Abstract

Arsenic is an important environmental hazard, but there have been few NMR investigations of its molecular scale structure and dynamics, due principally to the large quadrupole moment of 75As and consequent large quadrupole couplings. We examine here the potential of existing, single-field solid-state NMR technology to investigate solids containing arsenate and arsenite oxyanions.

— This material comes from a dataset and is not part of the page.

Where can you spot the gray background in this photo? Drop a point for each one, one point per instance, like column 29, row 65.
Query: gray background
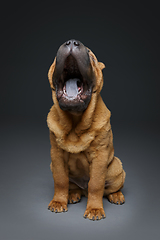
column 126, row 38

The results show that current techniques have significant potential for arsenates that do not contain both protonated HxAsO4-(3-x) groups and structural water molecules, but that the quadrupole couplings for the arsenites examined here are large enough that interpretation of the spectra is difficult, even at 21.1 T. Compounds that contain both structural H2O molecules and protonated arsenate groups do not yield resolvable signal, likely a result of T2 effects related to a combination of strong quadrupolar interactions and proton exchange. Spin-echo experiments at 11.7 and 14.1 T were effective for Li3AsO4 and CsH2AsO4, as were whole-pattern spikelet experiments for arsenate oxide (As2O5) at 17.6 and 21.1 T. The central transition resonance of Ca3(AsO4)2·8H2O is ∼6 MHz broad and required a non-conventional, histogram-style spikelet method at high field to improve acquisition efficiency. This approach reduces the acquisition time due to the sensitivity enhancement of the spikelet sequence and a reduction in the number of frequency increments required to map the resonance. Despite the large quadrupole couplings, we have identified a correlation between the 75As isotropic chemical shift and the electronegativity of the next-nearest neighbor cation in arsenate compounds.